# Self-Attention Visualization

This notebook visualizes the self-attention maps of a Vision Transformer (ViT). 
It uses `timm` to load a standard pre-trained model and registers hooks to capture attention weights.

In [None]:
import os
import numpy as np
import matplotlib.pyplot as plt
import torch
import torch.nn as nn
import torchvision.transforms as transforms
from PIL import Image
import timm

# Check device
device = torch.device("cuda" if torch.cuda.is_available() else "cpu")
print(f"Device: {device}")

In [None]:
# --- 1. Load Model and Register Hooks ---

# Load a standard pre-trained ViT from timm
model_name = "vit_base_patch16_224"
model = timm.create_model(model_name, pretrained=True)
model.to(device)
model.eval()

# Dictionary to store attention weights
attention_weights = {}

def get_attention_hook(name):
    def hook(module, input, output):
        # In timm ViT, the attention module returns the output (x), 
        # but we often need to dig into the internal logic to get raw attn weights.
        # However, for many standard implementations, we can hook into the Softmax layer 
        # inside the Attention block if accessible, or modify the model to return weights.
        # 
        # Here, we assume we are hooking a module that outputs the attention weights directly
        # or we calculate them if we hook the QKV projection. 
        # 
        # For simplicity in this demo with standard timm models, we will rely on 
        # extracting attributes if the model supports `get_attention_map` or simply 
        # assume the user provides a model wrapper that returns (output, attn).
        #
        # IF USING STANDARD TIMM VIT: The standard forward pass doesn't expose attn weights easily.
        # A common trick is to wrap the Attention modules.
        pass
    return hook

# --- Simpler Alternative: Wrap timm Attention to capture weights ---
# This function wraps the Attention block of a timm ViT to save the attention matrix.
class AttentionWrapper(nn.Module):
    def __init__(self, attn_module, layer_id):
        super().__init__()
        self.attn_module = attn_module
        self.layer_id = layer_id
    
    def forward(self, x):
        # Copy-paste logic from standard ViT Attention to extract weights
        # Or simply hook if possible. For generic usage, we will assume standard timm logic:
        B, N, C = x.shape
        qkv = self.attn_module.qkv(x).reshape(B, N, 3, self.attn_module.num_heads, C // self.attn_module.num_heads).permute(2, 0, 3, 1, 4)
        q, k, v = qkv.unbind(0)   # make torchscript happy (cannot use tensor as tuple)

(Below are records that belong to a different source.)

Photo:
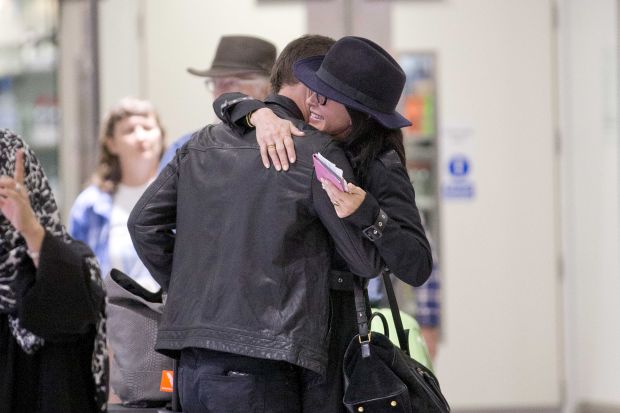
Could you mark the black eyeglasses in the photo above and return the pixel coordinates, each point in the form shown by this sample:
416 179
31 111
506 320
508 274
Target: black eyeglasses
320 98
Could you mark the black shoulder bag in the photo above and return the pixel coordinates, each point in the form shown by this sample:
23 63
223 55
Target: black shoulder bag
379 376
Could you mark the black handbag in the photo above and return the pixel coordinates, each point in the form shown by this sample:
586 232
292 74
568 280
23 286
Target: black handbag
379 376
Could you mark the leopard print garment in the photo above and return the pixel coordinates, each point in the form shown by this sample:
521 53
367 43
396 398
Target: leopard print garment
13 251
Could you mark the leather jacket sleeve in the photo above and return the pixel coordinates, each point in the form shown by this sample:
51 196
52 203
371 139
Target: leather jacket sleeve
152 222
232 108
403 244
359 253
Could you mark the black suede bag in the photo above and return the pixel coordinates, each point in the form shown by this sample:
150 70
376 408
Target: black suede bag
379 376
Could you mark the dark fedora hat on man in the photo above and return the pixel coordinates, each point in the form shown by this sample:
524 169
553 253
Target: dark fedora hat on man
359 74
240 55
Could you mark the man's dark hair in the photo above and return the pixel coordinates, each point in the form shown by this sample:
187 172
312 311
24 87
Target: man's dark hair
306 46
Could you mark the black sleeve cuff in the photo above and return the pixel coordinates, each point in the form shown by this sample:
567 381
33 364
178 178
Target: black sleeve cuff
375 231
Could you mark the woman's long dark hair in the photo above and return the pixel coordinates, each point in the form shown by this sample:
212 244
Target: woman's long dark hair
368 140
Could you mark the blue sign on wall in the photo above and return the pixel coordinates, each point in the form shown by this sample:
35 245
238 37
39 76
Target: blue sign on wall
458 184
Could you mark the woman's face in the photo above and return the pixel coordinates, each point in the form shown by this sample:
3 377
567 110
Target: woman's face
328 116
136 138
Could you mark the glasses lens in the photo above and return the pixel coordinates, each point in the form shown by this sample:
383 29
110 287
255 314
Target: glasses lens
322 100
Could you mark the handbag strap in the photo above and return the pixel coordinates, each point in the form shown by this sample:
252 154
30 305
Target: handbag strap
402 334
361 315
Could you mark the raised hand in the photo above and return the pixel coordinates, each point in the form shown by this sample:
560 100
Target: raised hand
274 136
16 208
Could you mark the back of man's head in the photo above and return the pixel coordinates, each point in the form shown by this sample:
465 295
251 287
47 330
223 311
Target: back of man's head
305 46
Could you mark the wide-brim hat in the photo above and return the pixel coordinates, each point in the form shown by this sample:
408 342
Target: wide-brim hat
240 55
359 74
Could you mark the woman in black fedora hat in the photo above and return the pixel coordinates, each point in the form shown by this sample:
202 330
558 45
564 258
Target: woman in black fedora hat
354 91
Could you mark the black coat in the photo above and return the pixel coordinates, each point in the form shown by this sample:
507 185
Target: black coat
247 270
403 245
60 304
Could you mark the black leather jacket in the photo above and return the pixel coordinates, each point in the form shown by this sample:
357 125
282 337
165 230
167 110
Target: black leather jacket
401 241
247 270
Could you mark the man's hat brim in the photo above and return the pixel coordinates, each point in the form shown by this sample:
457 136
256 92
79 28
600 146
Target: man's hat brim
225 71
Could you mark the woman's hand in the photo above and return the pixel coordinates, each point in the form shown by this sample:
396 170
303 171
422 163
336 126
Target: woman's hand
274 136
345 203
15 206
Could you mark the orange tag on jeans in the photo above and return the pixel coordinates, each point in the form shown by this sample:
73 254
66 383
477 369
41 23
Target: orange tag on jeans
167 380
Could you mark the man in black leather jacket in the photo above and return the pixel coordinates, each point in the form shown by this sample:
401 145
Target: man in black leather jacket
246 273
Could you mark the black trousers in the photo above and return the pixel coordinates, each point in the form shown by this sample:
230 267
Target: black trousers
216 382
326 395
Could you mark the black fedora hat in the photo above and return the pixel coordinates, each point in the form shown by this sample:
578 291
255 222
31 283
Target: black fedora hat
240 55
359 74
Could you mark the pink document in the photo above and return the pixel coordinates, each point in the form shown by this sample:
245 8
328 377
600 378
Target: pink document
328 170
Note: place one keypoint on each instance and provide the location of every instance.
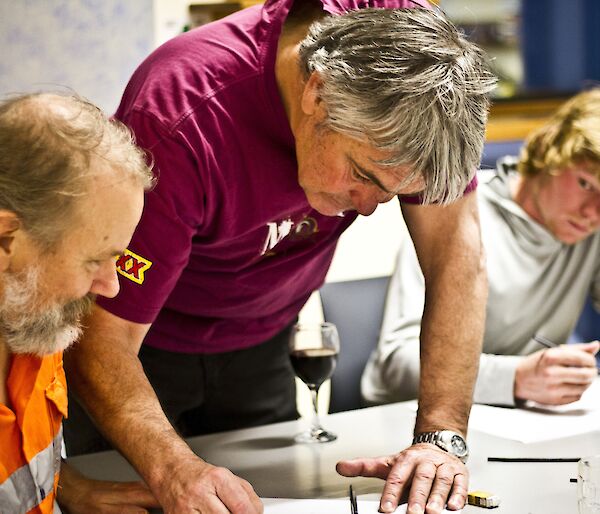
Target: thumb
(591, 347)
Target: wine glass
(313, 351)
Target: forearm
(496, 379)
(105, 373)
(451, 337)
(123, 405)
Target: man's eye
(584, 184)
(359, 177)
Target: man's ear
(311, 94)
(9, 224)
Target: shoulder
(192, 68)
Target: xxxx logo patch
(133, 266)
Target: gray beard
(26, 329)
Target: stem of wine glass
(316, 424)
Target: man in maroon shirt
(267, 142)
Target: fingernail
(434, 506)
(387, 506)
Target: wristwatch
(447, 440)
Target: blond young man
(71, 193)
(540, 228)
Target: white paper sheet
(326, 506)
(535, 423)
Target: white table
(277, 467)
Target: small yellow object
(483, 499)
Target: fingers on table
(373, 467)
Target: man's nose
(591, 210)
(364, 203)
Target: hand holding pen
(557, 374)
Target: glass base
(315, 436)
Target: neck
(5, 358)
(287, 70)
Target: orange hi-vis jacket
(31, 435)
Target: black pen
(353, 505)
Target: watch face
(458, 444)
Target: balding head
(50, 147)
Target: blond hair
(571, 136)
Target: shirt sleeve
(393, 371)
(173, 211)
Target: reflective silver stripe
(31, 483)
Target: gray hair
(408, 82)
(47, 144)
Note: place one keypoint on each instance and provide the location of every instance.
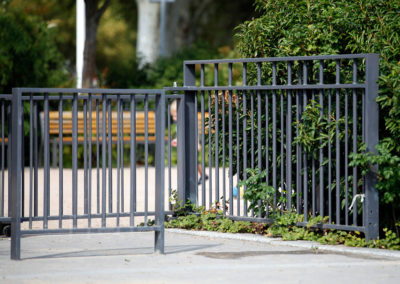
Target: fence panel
(5, 161)
(296, 118)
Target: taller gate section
(296, 118)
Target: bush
(313, 27)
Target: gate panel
(107, 168)
(296, 118)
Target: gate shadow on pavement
(123, 251)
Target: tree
(28, 52)
(93, 14)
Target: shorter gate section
(107, 150)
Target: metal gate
(95, 136)
(251, 113)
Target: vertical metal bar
(305, 171)
(16, 173)
(274, 180)
(267, 146)
(355, 209)
(118, 159)
(85, 174)
(104, 161)
(9, 110)
(321, 151)
(146, 157)
(346, 160)
(98, 154)
(237, 153)
(282, 149)
(61, 162)
(203, 150)
(30, 161)
(313, 196)
(363, 116)
(196, 126)
(216, 137)
(209, 151)
(216, 140)
(337, 144)
(2, 202)
(259, 128)
(159, 163)
(289, 141)
(371, 140)
(187, 160)
(252, 128)
(169, 152)
(223, 154)
(110, 187)
(133, 161)
(90, 162)
(46, 203)
(244, 137)
(244, 150)
(330, 160)
(122, 158)
(75, 159)
(35, 160)
(298, 155)
(23, 165)
(230, 153)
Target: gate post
(160, 172)
(371, 221)
(187, 159)
(16, 157)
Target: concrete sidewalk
(128, 257)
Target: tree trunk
(148, 37)
(93, 15)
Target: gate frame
(16, 171)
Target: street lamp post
(163, 4)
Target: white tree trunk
(148, 37)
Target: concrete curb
(367, 252)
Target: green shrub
(314, 27)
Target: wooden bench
(125, 131)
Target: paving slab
(129, 258)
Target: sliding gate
(108, 146)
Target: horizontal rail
(92, 230)
(92, 216)
(332, 227)
(90, 91)
(276, 59)
(113, 97)
(270, 87)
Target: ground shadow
(123, 251)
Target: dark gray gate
(255, 125)
(88, 192)
(251, 116)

        attn = (q @ k.transpose(-2, -1)) * self.attn_module.scale
        attn = attn.softmax(dim=-1)
        
        # SAVE WEIGHTS
        attention_weights[f'layer_{self.layer_id}'] = attn.detach().cpu()
        
        attn = self.attn_module.attn_drop(attn)
        x = (attn @ v).transpose(1, 2).reshape(B, N, C)
        x = self.attn_module.proj(x)
        x = self.attn_module.proj_drop(x)
        return x

# Replace Attention blocks with our wrapper
for i, block in enumerate(model.blocks):
    if hasattr(block, 'attn'):
        block.attn = AttentionWrapper(block.attn, i)
        print(f"Wrapped layer {i}")


In [None]:
# --- 2. Prepare Data ---

# Use a placeholder image from web or generate random noise for demonstration
# Replace 'path/to/your/image.jpg' with your actual image path
img_path = "sample_image.jpg" 

# Create a dummy image if not exists
if not os.path.exists(img_path):
    print("Creating dummy image...")
    Image.fromarray(np.random.randint(0, 255, (224, 224, 3), dtype=np.uint8)).save(img_path)

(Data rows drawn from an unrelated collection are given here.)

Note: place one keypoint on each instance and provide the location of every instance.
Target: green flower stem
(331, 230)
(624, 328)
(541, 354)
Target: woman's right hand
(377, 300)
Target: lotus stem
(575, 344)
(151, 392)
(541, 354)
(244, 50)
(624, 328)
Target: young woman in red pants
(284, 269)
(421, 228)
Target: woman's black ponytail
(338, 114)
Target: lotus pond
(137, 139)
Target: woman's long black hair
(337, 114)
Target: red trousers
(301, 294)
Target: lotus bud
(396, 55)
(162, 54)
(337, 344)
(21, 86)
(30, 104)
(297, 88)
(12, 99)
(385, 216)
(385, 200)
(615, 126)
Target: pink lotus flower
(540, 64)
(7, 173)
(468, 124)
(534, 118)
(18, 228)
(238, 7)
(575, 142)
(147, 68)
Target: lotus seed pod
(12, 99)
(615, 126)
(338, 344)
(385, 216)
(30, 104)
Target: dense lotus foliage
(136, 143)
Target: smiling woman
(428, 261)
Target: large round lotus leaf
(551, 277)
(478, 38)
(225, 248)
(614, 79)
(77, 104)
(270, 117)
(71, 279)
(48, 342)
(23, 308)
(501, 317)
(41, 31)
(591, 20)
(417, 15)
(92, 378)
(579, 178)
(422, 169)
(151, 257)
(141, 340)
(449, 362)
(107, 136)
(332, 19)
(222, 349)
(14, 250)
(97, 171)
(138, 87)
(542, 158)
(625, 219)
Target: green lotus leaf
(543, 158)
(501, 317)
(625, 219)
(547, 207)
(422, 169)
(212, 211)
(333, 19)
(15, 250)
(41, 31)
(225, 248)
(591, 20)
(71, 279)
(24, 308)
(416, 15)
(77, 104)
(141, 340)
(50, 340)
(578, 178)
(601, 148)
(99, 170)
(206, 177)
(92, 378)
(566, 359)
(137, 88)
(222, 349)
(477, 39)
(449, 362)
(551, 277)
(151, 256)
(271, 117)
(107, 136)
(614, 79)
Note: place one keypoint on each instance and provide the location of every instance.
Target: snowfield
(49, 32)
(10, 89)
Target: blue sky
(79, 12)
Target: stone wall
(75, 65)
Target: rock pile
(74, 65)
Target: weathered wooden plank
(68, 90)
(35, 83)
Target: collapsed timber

# Standard ImageNet transforms
transform = transforms.Compose([
    transforms.Resize((224, 224)),
    transforms.ToTensor(),
    transforms.Normalize(mean=[0.485, 0.456, 0.406], std=[0.229, 0.224, 0.225]),
])

original_img = Image.open(img_path).convert('RGB')
input_tensor = transform(original_img).unsqueeze(0).to(device)
print(f"Input shape: {input_tensor.shape}")

In [None]:
# --- 3. Run Inference and Visualize ---

# Helper function to calculate Normalized Mutual Information (from user code logic)
def calculate_nmi(attn):
    # Placeholder for NMI calculation logic found in original script
    # Assuming generic calculation here or just using mean attention for viz
    return attn

with torch.no_grad():
    _ = model(input_tensor)

print(f"Captured layers: {list(attention_weights.keys())}")

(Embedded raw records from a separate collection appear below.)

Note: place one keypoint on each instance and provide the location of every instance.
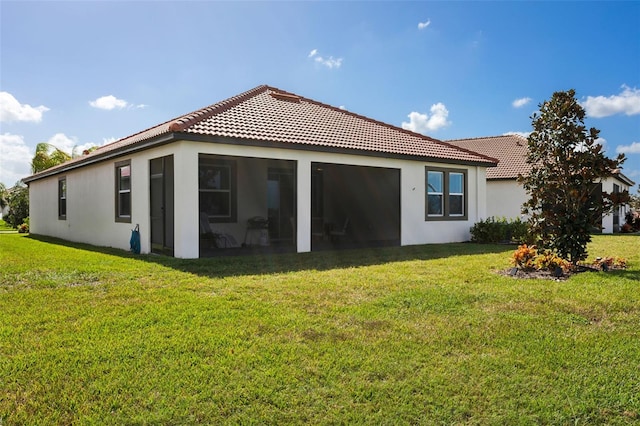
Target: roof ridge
(181, 123)
(369, 119)
(486, 137)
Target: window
(446, 190)
(435, 191)
(216, 184)
(62, 198)
(123, 191)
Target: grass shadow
(268, 263)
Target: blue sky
(82, 73)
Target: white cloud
(523, 134)
(12, 110)
(519, 103)
(329, 62)
(15, 159)
(62, 142)
(108, 103)
(634, 148)
(423, 25)
(422, 123)
(627, 102)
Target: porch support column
(186, 232)
(303, 223)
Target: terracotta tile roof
(510, 150)
(272, 117)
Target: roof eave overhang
(326, 149)
(179, 136)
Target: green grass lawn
(413, 335)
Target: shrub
(632, 222)
(492, 230)
(524, 257)
(606, 263)
(548, 260)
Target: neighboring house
(306, 167)
(505, 196)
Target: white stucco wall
(505, 198)
(607, 220)
(91, 198)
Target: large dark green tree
(47, 156)
(4, 196)
(566, 162)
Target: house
(505, 196)
(265, 167)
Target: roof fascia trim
(319, 148)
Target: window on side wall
(217, 188)
(62, 198)
(446, 194)
(123, 191)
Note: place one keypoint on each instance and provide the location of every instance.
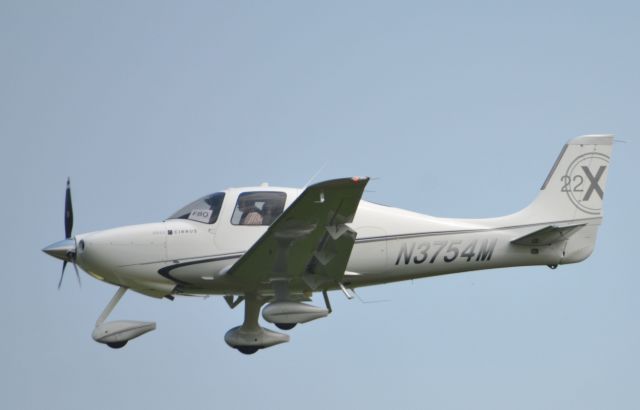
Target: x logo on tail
(594, 186)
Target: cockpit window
(205, 209)
(258, 208)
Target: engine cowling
(121, 331)
(292, 312)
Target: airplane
(275, 247)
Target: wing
(310, 241)
(547, 235)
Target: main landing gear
(116, 334)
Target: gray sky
(459, 109)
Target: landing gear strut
(250, 337)
(116, 334)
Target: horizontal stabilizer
(547, 235)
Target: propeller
(66, 249)
(68, 227)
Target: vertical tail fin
(571, 197)
(574, 189)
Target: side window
(258, 208)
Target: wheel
(286, 326)
(247, 349)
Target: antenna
(314, 175)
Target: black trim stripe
(464, 231)
(165, 272)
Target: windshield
(205, 209)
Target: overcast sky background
(457, 108)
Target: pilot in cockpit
(250, 213)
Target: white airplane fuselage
(392, 245)
(277, 246)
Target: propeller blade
(68, 212)
(64, 265)
(77, 273)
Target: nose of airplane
(62, 250)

# Visualize Mean Attention Map for the last layer
last_layer_key = list(attention_weights.keys())[-1]
attn_map = attention_weights[last_layer_key][0] # (Heads, N, N)

# Average over heads
attn_mean = attn_map.mean(dim=0)

# Visualize attention from CLS token to other tokens
# Token 0 is usually CLS
cls_attn = attn_mean[0, 1:] # Drop cls-to-cls attention

# Reshape to image grid (14x14 for 224 image and 16 patch size)
grid_size = int(np.sqrt(cls_attn.shape[0]))
cls_attn_grid = cls_attn.reshape(grid_size, grid_size).numpy()

# Plot
fig, ax = plt.subplots(1, 2, figsize=(10, 5))
ax[0].imshow(original_img)
ax[0].set_title("Original")
ax[0].axis('off')

ax[1].imshow(cls_attn_grid, cmap='inferno')
ax[1].set_title(f"Attention (Layer {last_layer_key})")
ax[1].axis('off')

plt.tight_layout()
plt.show()